As a discipline, machine learning has been around since the very beginning of computer science, but in the last 15 years, new algorithms such as deep learning have come into their own and enabled widespread success across a variety of applications, ranging from predictive forecasting to image processing.
At the highest level, machine learning offers a different way to create computer programs. Instead of having a person write each step of the program explicitly, machine learning techniques allow parts of the program’s behavior to be learned automatically from data.
In what’s called “supervised learning”, we start with a set of labeled training data. The analogy is a teacher providing a list of examples, each labeled with the correct answer. The assumption is that future data will be similar to the training data, and the job of the machine learning algorithm is to look for correlations between the labeled training data so that it can make predictions about data it has not seen yet.
The model is the end result of training a machine learning algorithm: a program that you can use to make predictions with.

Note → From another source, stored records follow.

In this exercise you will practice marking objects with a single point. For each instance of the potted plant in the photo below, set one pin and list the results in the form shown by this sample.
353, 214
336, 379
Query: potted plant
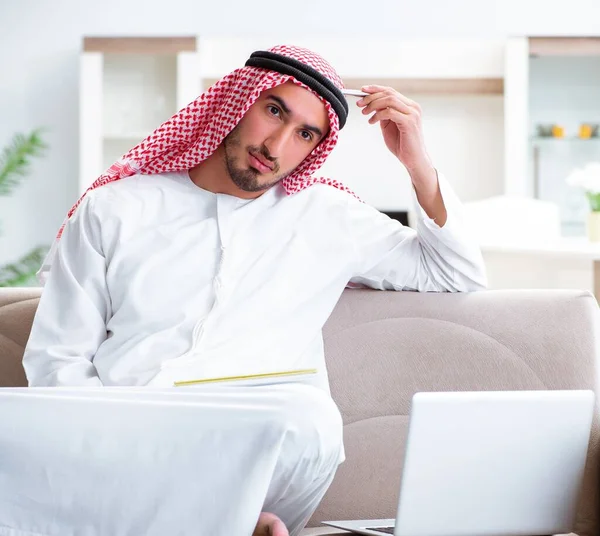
15, 162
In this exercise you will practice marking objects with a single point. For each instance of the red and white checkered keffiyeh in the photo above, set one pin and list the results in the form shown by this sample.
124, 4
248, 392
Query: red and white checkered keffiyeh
195, 132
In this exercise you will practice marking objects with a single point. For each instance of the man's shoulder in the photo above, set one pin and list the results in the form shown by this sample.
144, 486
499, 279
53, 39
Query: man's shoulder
129, 190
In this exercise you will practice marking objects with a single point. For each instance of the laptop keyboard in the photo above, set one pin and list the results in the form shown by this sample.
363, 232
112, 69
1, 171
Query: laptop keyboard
385, 530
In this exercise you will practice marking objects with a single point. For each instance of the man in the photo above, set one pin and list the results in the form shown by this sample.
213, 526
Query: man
211, 250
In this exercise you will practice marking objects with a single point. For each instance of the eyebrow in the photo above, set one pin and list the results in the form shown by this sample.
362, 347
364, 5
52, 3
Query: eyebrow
289, 112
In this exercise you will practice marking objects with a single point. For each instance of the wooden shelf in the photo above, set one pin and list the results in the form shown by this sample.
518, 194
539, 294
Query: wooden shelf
438, 86
564, 46
425, 86
139, 45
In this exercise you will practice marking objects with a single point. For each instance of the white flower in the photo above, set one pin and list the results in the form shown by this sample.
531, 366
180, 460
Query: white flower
587, 178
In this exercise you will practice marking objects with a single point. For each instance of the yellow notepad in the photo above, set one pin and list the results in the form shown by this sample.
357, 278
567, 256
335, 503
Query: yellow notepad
247, 377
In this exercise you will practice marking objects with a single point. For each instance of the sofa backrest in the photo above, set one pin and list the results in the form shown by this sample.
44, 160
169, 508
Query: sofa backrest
382, 347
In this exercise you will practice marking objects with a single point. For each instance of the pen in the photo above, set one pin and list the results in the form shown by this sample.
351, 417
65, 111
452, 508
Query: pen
247, 377
354, 92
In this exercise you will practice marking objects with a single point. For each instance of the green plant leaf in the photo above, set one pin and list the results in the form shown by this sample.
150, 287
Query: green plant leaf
15, 159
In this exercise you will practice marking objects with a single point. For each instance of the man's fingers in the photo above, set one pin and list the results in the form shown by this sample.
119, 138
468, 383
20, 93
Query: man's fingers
387, 101
388, 113
375, 90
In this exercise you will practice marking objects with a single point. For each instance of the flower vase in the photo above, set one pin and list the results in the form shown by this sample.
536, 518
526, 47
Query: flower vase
593, 226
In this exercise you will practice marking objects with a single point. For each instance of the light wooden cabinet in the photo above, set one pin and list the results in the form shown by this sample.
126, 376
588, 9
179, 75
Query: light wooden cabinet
551, 81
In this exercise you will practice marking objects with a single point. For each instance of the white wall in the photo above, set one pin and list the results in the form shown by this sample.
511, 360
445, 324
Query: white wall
40, 42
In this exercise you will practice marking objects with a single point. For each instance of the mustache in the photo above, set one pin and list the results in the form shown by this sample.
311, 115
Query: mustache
263, 151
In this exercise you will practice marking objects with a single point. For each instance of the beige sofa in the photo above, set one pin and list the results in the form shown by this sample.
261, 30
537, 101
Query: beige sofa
384, 346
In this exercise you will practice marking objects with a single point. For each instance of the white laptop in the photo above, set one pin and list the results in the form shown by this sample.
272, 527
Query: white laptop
505, 463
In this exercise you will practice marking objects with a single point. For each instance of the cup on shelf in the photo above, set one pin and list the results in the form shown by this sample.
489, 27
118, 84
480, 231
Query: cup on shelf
588, 130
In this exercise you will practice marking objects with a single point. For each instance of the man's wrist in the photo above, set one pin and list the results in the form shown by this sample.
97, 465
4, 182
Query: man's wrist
424, 176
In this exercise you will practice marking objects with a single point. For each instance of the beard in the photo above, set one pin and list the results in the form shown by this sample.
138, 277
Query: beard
246, 179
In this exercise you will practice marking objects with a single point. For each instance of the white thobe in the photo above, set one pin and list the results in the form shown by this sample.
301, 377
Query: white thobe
156, 280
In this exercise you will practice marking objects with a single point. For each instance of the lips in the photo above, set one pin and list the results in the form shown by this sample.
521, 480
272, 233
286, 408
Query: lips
258, 162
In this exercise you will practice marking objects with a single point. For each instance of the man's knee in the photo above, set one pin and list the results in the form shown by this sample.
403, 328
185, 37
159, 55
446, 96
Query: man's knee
313, 422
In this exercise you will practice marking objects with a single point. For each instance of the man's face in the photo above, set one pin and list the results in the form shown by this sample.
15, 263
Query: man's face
275, 135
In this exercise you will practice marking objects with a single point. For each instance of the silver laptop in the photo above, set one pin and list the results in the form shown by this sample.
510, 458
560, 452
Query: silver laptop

The inputs to a model describe the input data in some way. As an example, when predicting impression to install rates, we provide input signals such as:
- Geographic signals
- Device signals
- Contextual supply signals
- User history from our
- Slot frequencies
- And many more…
In this case, the model output is a numeric prediction indicating the probability that this impression will result in an install.
ML is a tool that when used for programmatic advertising can adjust bidding and targeting decisions based on historical data.
LifeStreet’s Prediction Engine uses ML to continuously learn from campaign data by identifying the patterns and signals belonging to your most valuable users. This information is collected and processed to help our DSP make better bidding, targeting and campaign optimization decisions.
Whether its user engagement, in-app purchases, or user lifetime value, our machine learning models learn what makes a valuable user to you and bids dynamically for each impression opportunity for each user.
Every time a bid request comes in, we run many models to make a final decision on things like:
- If we show the ad, how likely are they to install?
- Which campaign should we show?
- If the user installs the app, how likely will they be to make an IAP?
- Which ad group will have the highest yield?
- How similar is this user to existing user cohorts?
The answers to all of these questions help us bid effectively (i.e., the right user at the right price) to drive advertiser ROAS.